I had thought it was important to provide a way to enter proposed CF terms in a 
common way/place, so that they can (a) be used by the originators and the 
community in the meantime, (b) be seen by the CF folks, and (c) be 
dispositioned appropriately when CF either accepts them or rejects them. So my 
proposal was to create a vocabulary, or more precisely an RDF store, that lets 
us:
 1) declare a name that may be proposed as a CF candidate
 2) make a statement that the name has been (or even 'is being') submitted to 
CF for consideration
 3a) make a statement that the name has been accepted as a CF name, and 
therefore is deprecated as a proposed name
 3b) make a statement that the name has been rejected as a CF name, and 
therefore is deprecated as a proposed name
In either 3a or 3b, 
 4) make a statement that the replacement representation of the name is xyz in 
some other vocabulary

The relationship of this proposal to the previous thread is that it provides an 
implementation mechanism for the life cycle of the provisional terms. It also 
helps assure some of the things Steve is trying to ensure -- some of which only 
recently became possible with CF, and even that manually, not through any 
automatable utility, interface, or URI convention.

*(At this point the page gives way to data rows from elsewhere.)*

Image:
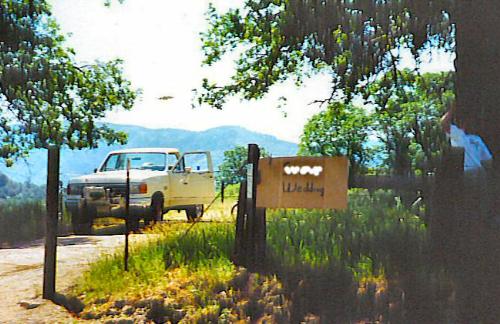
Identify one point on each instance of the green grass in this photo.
(341, 265)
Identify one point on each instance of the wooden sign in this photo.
(303, 182)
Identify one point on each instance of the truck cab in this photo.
(161, 179)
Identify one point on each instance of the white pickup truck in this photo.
(161, 179)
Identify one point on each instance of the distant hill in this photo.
(12, 189)
(78, 162)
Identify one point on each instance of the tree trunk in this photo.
(478, 109)
(478, 69)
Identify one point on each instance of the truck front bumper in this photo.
(109, 207)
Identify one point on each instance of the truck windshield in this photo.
(141, 161)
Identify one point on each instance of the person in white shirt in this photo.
(476, 153)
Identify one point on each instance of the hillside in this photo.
(217, 140)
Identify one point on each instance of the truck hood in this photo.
(111, 177)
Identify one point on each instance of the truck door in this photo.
(192, 180)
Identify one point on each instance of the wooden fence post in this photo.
(240, 248)
(52, 205)
(127, 215)
(222, 189)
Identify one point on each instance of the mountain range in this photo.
(78, 162)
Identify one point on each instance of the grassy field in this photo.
(368, 263)
(22, 220)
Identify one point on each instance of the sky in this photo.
(159, 42)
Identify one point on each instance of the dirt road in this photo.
(21, 270)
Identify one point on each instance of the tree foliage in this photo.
(404, 115)
(232, 170)
(45, 96)
(340, 130)
(407, 114)
(352, 40)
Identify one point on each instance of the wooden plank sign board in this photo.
(303, 182)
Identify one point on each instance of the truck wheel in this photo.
(133, 223)
(81, 221)
(157, 211)
(193, 212)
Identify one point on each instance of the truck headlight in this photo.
(139, 188)
(74, 189)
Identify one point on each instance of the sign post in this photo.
(288, 182)
(52, 205)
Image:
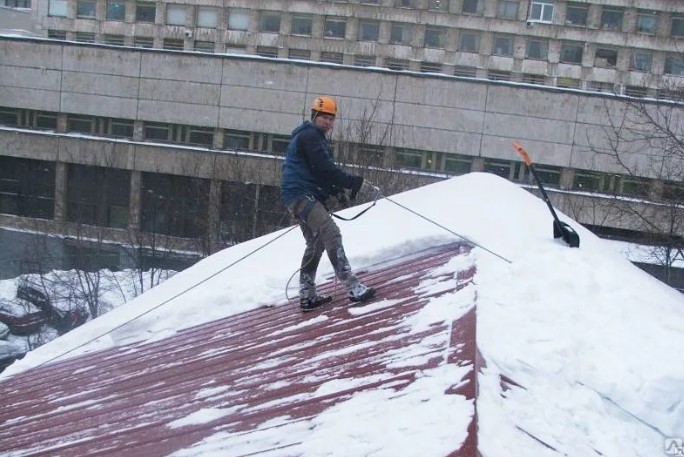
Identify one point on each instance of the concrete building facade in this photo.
(153, 101)
(619, 46)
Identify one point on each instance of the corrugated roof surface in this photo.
(251, 367)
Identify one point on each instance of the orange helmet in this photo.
(325, 105)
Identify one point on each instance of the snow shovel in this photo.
(560, 229)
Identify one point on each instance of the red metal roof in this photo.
(254, 366)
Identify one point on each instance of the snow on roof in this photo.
(579, 347)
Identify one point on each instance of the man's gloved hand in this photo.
(356, 186)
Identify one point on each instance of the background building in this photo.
(147, 119)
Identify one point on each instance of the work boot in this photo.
(361, 293)
(307, 304)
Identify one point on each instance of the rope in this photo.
(168, 300)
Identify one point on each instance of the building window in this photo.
(401, 33)
(677, 26)
(85, 9)
(499, 75)
(85, 37)
(369, 30)
(641, 61)
(605, 58)
(204, 46)
(269, 22)
(116, 10)
(435, 37)
(238, 19)
(502, 46)
(611, 19)
(647, 22)
(300, 54)
(635, 91)
(27, 187)
(409, 158)
(44, 120)
(508, 9)
(431, 67)
(335, 27)
(278, 144)
(143, 42)
(238, 140)
(267, 51)
(301, 24)
(537, 49)
(531, 78)
(547, 174)
(570, 83)
(674, 65)
(175, 14)
(469, 42)
(207, 17)
(397, 64)
(98, 196)
(332, 57)
(472, 7)
(571, 53)
(174, 205)
(576, 14)
(145, 12)
(364, 61)
(115, 40)
(438, 5)
(588, 180)
(499, 168)
(599, 86)
(541, 11)
(468, 72)
(173, 44)
(57, 8)
(458, 165)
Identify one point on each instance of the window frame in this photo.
(541, 11)
(568, 46)
(508, 46)
(437, 36)
(476, 36)
(401, 33)
(331, 27)
(543, 46)
(577, 7)
(143, 10)
(364, 25)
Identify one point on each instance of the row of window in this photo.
(170, 205)
(536, 48)
(345, 152)
(576, 14)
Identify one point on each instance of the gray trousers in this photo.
(321, 234)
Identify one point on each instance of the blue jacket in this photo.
(309, 168)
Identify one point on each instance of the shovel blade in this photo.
(567, 233)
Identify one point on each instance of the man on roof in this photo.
(309, 178)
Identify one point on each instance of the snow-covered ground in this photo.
(595, 342)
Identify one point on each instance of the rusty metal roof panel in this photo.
(258, 382)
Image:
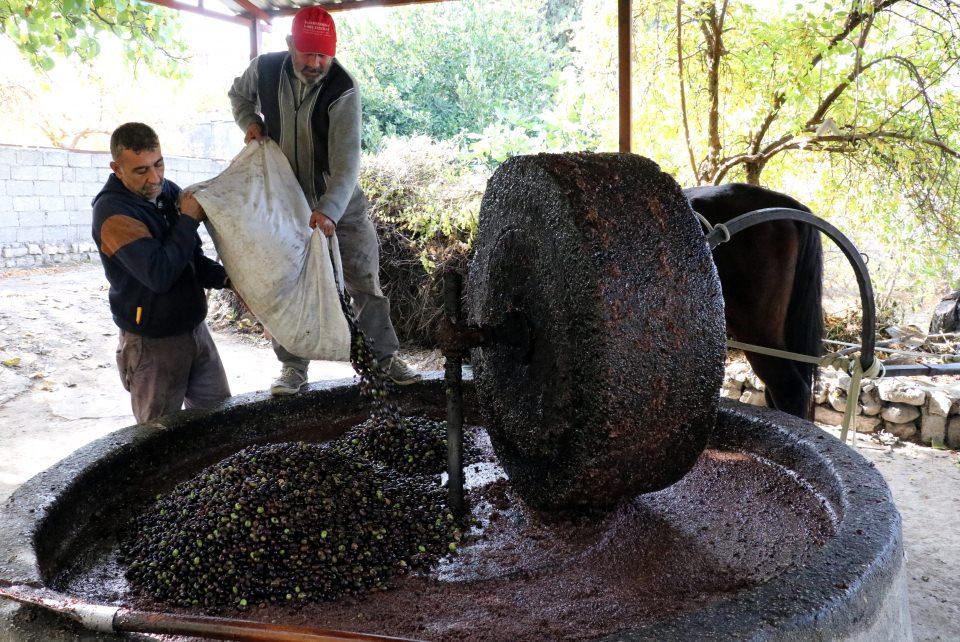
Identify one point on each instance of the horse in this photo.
(772, 280)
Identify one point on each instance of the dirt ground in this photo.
(59, 390)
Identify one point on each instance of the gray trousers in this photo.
(360, 254)
(164, 374)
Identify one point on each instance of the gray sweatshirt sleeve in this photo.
(243, 96)
(343, 150)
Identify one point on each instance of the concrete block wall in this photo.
(45, 194)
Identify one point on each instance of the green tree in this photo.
(445, 70)
(44, 30)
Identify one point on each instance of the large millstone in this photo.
(595, 269)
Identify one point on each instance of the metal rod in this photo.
(624, 20)
(452, 288)
(113, 619)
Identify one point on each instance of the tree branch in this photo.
(683, 95)
(854, 19)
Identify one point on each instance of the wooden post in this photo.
(624, 26)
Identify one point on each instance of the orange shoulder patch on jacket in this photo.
(119, 230)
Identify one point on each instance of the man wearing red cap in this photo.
(310, 105)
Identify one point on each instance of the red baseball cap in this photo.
(314, 32)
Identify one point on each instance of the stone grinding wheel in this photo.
(595, 268)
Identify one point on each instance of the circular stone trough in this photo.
(778, 533)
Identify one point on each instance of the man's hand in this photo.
(321, 220)
(254, 132)
(190, 207)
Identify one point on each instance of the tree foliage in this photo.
(44, 30)
(874, 80)
(461, 67)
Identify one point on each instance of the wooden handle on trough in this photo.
(112, 619)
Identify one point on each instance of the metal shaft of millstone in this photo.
(452, 288)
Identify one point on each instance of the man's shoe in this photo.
(289, 382)
(399, 371)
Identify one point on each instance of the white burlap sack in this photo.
(287, 273)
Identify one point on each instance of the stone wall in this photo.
(45, 194)
(912, 408)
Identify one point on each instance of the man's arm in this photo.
(155, 264)
(244, 101)
(343, 152)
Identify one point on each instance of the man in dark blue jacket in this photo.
(146, 231)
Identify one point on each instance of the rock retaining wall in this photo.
(45, 194)
(912, 408)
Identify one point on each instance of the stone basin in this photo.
(779, 533)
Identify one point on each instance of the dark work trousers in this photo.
(164, 374)
(360, 255)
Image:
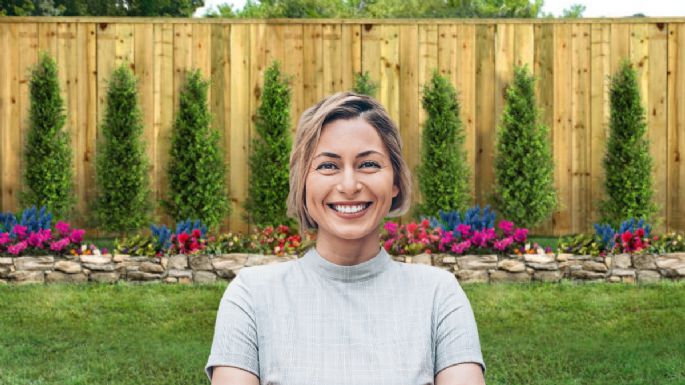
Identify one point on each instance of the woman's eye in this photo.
(373, 164)
(324, 166)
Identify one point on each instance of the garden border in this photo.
(188, 269)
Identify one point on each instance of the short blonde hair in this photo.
(343, 105)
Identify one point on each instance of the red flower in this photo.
(627, 236)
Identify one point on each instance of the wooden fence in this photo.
(572, 60)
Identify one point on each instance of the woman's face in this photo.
(349, 185)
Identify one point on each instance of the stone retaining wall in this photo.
(469, 268)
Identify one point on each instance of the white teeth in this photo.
(350, 209)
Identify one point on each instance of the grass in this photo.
(561, 334)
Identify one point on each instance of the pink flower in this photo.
(77, 236)
(62, 227)
(390, 227)
(504, 243)
(520, 235)
(506, 227)
(20, 231)
(18, 248)
(460, 247)
(59, 245)
(465, 230)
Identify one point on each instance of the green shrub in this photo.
(524, 167)
(270, 155)
(627, 162)
(364, 85)
(123, 200)
(47, 156)
(197, 188)
(443, 174)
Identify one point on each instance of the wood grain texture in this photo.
(572, 61)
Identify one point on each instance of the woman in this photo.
(346, 312)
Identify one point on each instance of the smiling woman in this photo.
(346, 312)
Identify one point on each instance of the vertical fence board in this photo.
(313, 64)
(409, 85)
(240, 120)
(580, 174)
(389, 87)
(599, 115)
(164, 108)
(676, 125)
(293, 67)
(351, 54)
(657, 131)
(332, 58)
(562, 122)
(485, 111)
(466, 91)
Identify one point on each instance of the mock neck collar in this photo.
(358, 272)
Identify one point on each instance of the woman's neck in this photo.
(347, 252)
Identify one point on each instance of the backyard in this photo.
(536, 334)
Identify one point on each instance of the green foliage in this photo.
(382, 9)
(47, 156)
(627, 162)
(524, 168)
(173, 8)
(443, 173)
(196, 171)
(364, 85)
(270, 155)
(575, 11)
(581, 244)
(123, 200)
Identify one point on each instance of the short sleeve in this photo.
(235, 331)
(456, 334)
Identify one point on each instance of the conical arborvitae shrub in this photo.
(270, 155)
(47, 156)
(524, 167)
(364, 85)
(123, 199)
(197, 187)
(627, 162)
(443, 174)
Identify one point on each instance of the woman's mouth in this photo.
(350, 211)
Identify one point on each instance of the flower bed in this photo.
(199, 268)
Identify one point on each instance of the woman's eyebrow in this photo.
(361, 154)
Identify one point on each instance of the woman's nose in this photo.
(349, 184)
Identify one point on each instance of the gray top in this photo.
(310, 321)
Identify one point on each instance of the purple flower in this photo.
(506, 227)
(460, 247)
(62, 227)
(20, 231)
(520, 235)
(18, 248)
(464, 230)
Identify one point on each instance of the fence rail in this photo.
(571, 59)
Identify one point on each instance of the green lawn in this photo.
(161, 334)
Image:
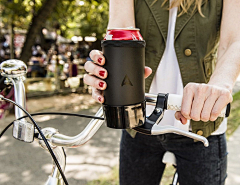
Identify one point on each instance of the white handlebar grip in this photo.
(175, 101)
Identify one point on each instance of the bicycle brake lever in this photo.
(151, 127)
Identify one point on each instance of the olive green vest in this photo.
(196, 40)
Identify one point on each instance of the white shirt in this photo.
(168, 78)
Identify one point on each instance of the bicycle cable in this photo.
(51, 113)
(43, 137)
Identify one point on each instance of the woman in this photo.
(184, 41)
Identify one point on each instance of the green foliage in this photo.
(18, 11)
(74, 17)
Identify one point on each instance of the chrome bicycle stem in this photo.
(14, 71)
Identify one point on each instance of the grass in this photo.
(233, 123)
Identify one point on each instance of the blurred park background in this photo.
(54, 38)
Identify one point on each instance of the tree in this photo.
(38, 22)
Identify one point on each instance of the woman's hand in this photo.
(203, 102)
(97, 74)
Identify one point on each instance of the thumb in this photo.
(180, 117)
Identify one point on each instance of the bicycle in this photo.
(53, 141)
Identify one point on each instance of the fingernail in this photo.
(100, 60)
(101, 84)
(102, 73)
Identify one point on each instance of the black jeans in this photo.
(141, 159)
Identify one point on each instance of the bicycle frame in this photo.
(15, 70)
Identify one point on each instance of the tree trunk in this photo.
(37, 24)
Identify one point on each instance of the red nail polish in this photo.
(102, 73)
(100, 60)
(101, 84)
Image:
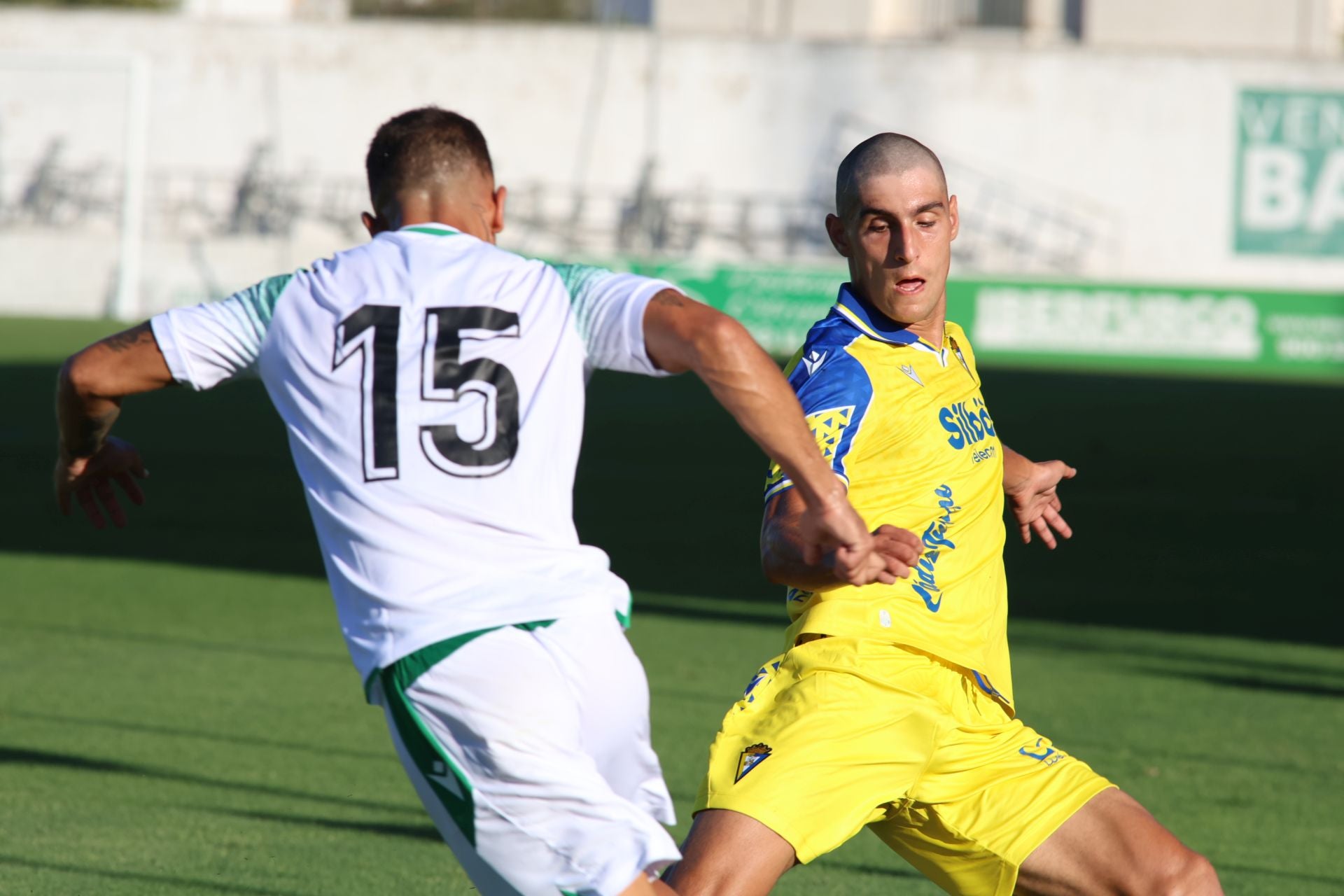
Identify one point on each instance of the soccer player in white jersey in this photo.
(432, 388)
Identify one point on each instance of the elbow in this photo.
(722, 336)
(773, 564)
(80, 375)
(773, 573)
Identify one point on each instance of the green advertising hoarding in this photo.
(1291, 172)
(1084, 327)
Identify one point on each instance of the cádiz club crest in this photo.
(750, 758)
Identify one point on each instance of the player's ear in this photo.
(835, 230)
(498, 223)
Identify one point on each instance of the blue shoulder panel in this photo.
(835, 393)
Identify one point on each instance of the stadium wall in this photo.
(1070, 163)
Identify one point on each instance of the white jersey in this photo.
(432, 387)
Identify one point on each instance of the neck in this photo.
(930, 328)
(457, 213)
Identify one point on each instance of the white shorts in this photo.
(530, 748)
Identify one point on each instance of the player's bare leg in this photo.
(1113, 846)
(730, 855)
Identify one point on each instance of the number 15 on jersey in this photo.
(372, 331)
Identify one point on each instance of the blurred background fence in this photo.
(1164, 183)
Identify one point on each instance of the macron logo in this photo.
(813, 362)
(447, 780)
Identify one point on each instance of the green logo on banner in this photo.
(1291, 172)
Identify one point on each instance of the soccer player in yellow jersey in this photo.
(892, 706)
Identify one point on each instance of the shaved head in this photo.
(425, 149)
(876, 156)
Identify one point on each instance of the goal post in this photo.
(74, 140)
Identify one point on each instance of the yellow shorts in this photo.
(840, 734)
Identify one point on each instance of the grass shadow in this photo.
(20, 757)
(141, 878)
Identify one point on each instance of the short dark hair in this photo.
(421, 147)
(883, 153)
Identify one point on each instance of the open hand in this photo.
(89, 480)
(1035, 503)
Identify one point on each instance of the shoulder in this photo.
(825, 370)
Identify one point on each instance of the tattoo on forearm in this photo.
(90, 431)
(128, 339)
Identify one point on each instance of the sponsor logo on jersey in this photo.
(969, 422)
(936, 542)
(750, 758)
(1047, 757)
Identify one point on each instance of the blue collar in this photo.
(872, 321)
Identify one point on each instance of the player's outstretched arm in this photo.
(89, 393)
(784, 559)
(683, 335)
(1032, 493)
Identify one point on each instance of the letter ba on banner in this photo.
(1291, 172)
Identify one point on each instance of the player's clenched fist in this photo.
(899, 548)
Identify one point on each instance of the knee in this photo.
(1187, 874)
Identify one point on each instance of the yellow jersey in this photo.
(904, 424)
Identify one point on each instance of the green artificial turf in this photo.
(178, 713)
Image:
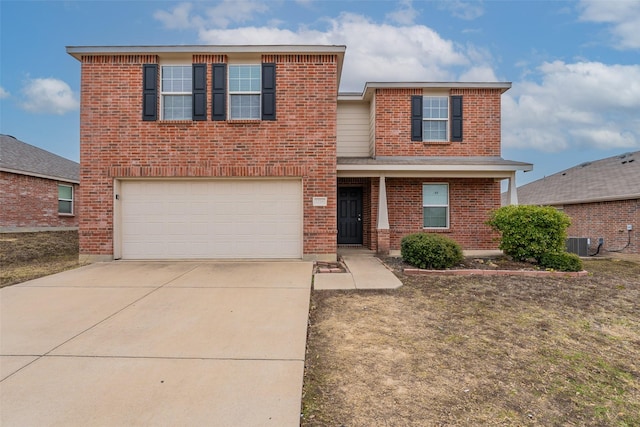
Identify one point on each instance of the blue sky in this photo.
(574, 65)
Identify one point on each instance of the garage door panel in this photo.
(211, 219)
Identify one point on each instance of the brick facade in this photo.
(481, 124)
(470, 201)
(32, 202)
(607, 220)
(116, 143)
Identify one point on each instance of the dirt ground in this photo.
(478, 351)
(26, 256)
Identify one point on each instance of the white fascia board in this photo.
(369, 87)
(78, 51)
(485, 170)
(38, 175)
(423, 174)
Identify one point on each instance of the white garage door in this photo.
(211, 219)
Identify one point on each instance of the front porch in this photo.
(382, 200)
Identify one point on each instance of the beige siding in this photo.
(372, 128)
(353, 130)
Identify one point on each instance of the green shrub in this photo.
(530, 231)
(431, 251)
(561, 261)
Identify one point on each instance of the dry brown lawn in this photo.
(26, 256)
(478, 351)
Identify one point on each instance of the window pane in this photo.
(176, 107)
(435, 194)
(64, 206)
(435, 217)
(176, 78)
(435, 107)
(434, 130)
(65, 192)
(245, 107)
(245, 78)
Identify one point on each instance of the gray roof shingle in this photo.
(613, 178)
(19, 157)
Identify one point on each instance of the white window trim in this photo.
(446, 120)
(66, 200)
(448, 206)
(163, 93)
(230, 93)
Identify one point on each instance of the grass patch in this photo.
(27, 256)
(475, 350)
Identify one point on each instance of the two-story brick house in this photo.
(251, 152)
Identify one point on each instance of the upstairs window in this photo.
(65, 199)
(245, 88)
(435, 118)
(176, 90)
(435, 205)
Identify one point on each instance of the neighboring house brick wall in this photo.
(28, 201)
(116, 143)
(608, 220)
(481, 125)
(470, 201)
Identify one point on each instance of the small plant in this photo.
(561, 261)
(530, 231)
(431, 251)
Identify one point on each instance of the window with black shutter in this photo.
(199, 92)
(150, 92)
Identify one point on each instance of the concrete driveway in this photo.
(156, 343)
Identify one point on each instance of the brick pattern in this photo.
(470, 201)
(608, 220)
(481, 125)
(28, 201)
(116, 143)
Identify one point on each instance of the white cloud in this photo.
(622, 15)
(467, 10)
(375, 52)
(48, 95)
(583, 104)
(177, 19)
(405, 15)
(221, 15)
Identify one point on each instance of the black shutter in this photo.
(456, 118)
(199, 92)
(268, 91)
(219, 95)
(149, 92)
(416, 118)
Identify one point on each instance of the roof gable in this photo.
(19, 157)
(613, 178)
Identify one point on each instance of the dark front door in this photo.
(350, 216)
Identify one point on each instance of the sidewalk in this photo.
(364, 272)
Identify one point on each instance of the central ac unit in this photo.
(578, 246)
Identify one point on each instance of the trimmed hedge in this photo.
(430, 251)
(561, 261)
(530, 231)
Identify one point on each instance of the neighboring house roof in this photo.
(21, 158)
(613, 178)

Anyway, I don't want to encourage a detailed discussion of the above proposal, 
as it is secondary to Martin's original suggestion, and I feel sure it will 
have to be considered at some length in TRAC if we get that far. Just wanted to 
mention that the semantic technologies can enable some very useful 
views/approaches to some of these problems.

John

On May 12, 2010, at 11:22, Steve Hankin wrote:

 Hi Martin,
 
 You've had two enthusiastic yes responses, so I guess I have the privilege 
 to be the wet blanket.  So it goes.  I will give only a very cautious and 
 limited yes.  Not an outright  no ... but a suggestion for more thought 
 and discussion. 
 
 The proposal here is effectively the creation of 'private tables' as a means 
 of achieving extensibility.  We've had an opportunity to see the hazards 
 embedded in this approach as a long-term evolutionary process in WMO. Over 
 time the custom tables evolve to have an quasi-official status -- entire 
 sub-communities rely upon them -- but without necessarily a corresponding 
 methodical control over their creation and distribution. With BUFR and GRIB 
 files the proliferation of distinct tables has lead to serious 
 interoperability problems.
 
 To avoid repeating these problems with your proposal, CF clients must be 
 provided with iron-clad ways to be assured that they are referring to the 
 same vocabulary tables that the data author was referring to at the time that 
 the data were written.  Since we want CF files to ensure interoperability 
 when there are years separating the writing of data from reading it, your 
 strategy needs to ensure careful version control over the private tables.  
 This imposes a significant burden on you as the creator of a 
 project_standard_name table -- essentially a requirement to retain and 
 serve out older table versions in perpetuity (we could argue over what that 
 means).  The use of semantic web technologies will not alter these 
 considerations for the foreseeable future (tho over the long term 
 sophisticated inference engines might ...).  The ontologies still need to be 
 informed by correct information, which implies knowledge of the 
 version-controlled private vocabularies.
 
 A project_standard_name may have one of three life histories:  it may 
 never become accepted into the standard_name table; it may be accepted as-is; 
 or it may be accepted with alterations.  The following suggested restriction 
 illustrates some of the difficulties: A variable can contain either a 
 standard_name or project_standard_name attribute but not both.  What's 
 behind this restriction?   Given the uncertain life history of a 
 project_standard_name, if it  has been in use for (say) a year and is found 
 in thousands of files that are being shared around the community, doesn't 
 that generate a need to continue support for it.
 
 Two alternative approaches (both flawed, of course ... the nature of the 
 beast):
 Should the CF standard_name process, itself, include a provisional 
 fast-track, that allows names to be added very quickly with no guarantee 
 that they will have a lasting status, but with an iron-clad guarantee that 
 the provisional names will be retained (and so-identified) in version-stamped 
 (older) CF vocabularies.
 or
 Might you be better off using a *truly private* vocabulary of  
 project_standard_name strings.  I.e. one that has no official status in 
 CF at all?  There is no